-reprod: checkpoint reading bug and general considerations
-reprod: checkpoint reading bug and general considerations¶
The `-reprod` option is described in the manual as
-[no]reprod (no) Try to avoid optimizations that affect binary reproducibilityOn a first glance, it seems that in practice, this option
- turns off dynamic load balancing / PME tuning
- does not allow to stop between neighbor-searching steps
- checks when reading in checkpoints if the number of total/PP/PME/PP&PME ranks is consistent between the current simulation and the checkpoint
(Am I missing something?)
Bug: Currently, the last check is not correctly implemented, as checkpoint reading is performed before domain decomposition (and hence set up of PP/PME duties). Checkpoint reading will always yield a "PME rank mismatch" if the number of PME ranks was not 0 in the checkpoint file, even when explicitly setting the same number of dedicated PME ranks via command line.
Further considerations: While the upper issue can easily be fixed (probably by shifting the check from checkpoint reading to DD set up), the broader question is whether the `-reprod` option is restrictive enough. Personally, I feel that the name and the description of the `-reprod` option promises a level of (binary) reproducibility which we can't and shouldn't guarantee except under very specific constraints. If my list above is complete, it seems that simulations would hardly be binary identical when running on multiple ranks or on GPUs.

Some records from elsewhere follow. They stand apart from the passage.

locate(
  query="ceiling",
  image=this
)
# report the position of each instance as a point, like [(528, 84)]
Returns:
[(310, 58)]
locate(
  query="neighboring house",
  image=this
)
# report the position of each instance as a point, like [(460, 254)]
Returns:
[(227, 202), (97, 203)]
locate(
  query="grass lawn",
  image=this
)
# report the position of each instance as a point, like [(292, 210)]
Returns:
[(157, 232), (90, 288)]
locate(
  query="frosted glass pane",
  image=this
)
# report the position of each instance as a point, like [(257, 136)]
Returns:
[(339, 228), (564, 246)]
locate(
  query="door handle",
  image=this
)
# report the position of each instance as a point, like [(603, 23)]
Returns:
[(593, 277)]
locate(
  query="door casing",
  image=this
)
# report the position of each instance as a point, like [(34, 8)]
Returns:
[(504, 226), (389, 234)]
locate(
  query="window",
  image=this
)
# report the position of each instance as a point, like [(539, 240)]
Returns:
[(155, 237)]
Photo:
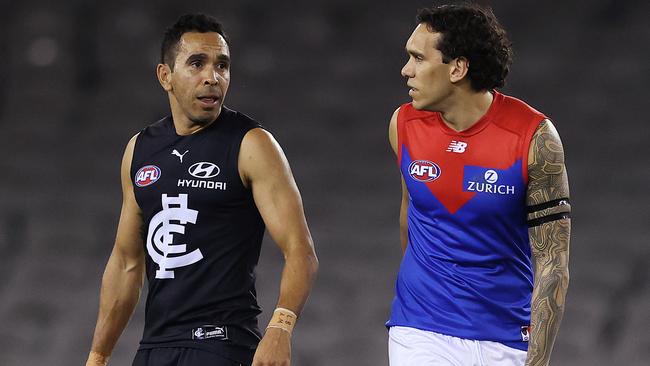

Other mentioning of `-reprod` in the manual:¶
It is generally difficult to run an efficient parallel MD simulation that is based primarily on floating-point arithmetic and is fully reproducible. By default, gmx mdrun will observe how things are going and vary how the simulation is conducted in order to optimize throughput. However, there is a “reproducible mode” available with mdrun -reprod that will systematically eliminate all sources of variation within that run; repeated invocations on the same input and hardware will be binary identical. However, running in this mode on different hardware, or with a different compiler, etc. will not be reproducible. This should normally only be used when investigating possible problems.
Section http://manual.gromacs.org/documentation/current/user-guide/managing-simulations.html#reproducibility in general, and especially¶
Further, using `gmx mdrun -reprod` will eliminate all sources of non-reproducibility that it can, i.e. same executable + same hardware + same shared libraries + same run input file + same command line parameters will lead to reproducible results.
#2 Updated by Pascal Merz 2 months ago
Summary of lunch discussion with Berk:
- MPI simulations without load balancing are in principle reproducible (depending on implementation of MPI reduction), and in practice often are (we could implement a version that fixes the order of reduction if we wanted to be sure)
- Simulations using GPU are currently not reproducible (would need some effort to write a fixed order version)
- -reprod option is useful for debugging
next steps therefore include
- make documentation unambiguous about what -reprod does
- move comparison with checkpoint data to construction of domdec to fix bug
- add assertion to disallow -reprod runs with GPU
- add GPU flag to checkpoint to check that previous run did not use GPU either
#3 Updated by Erik Lindahl about 1 month ago
Update the documentation for now - the command line option docs are correct in that we try, but it's not perfect in all cases.
We have thought a while about implementing our own fixed point accumulators, which should likely solve the GPU issue, but likely not general load balancing. This is an option meant for debugging, not as a magical solution that hides the fact that we're dealing with floating point and doing dynamic ordering - there will always be a performance penalty.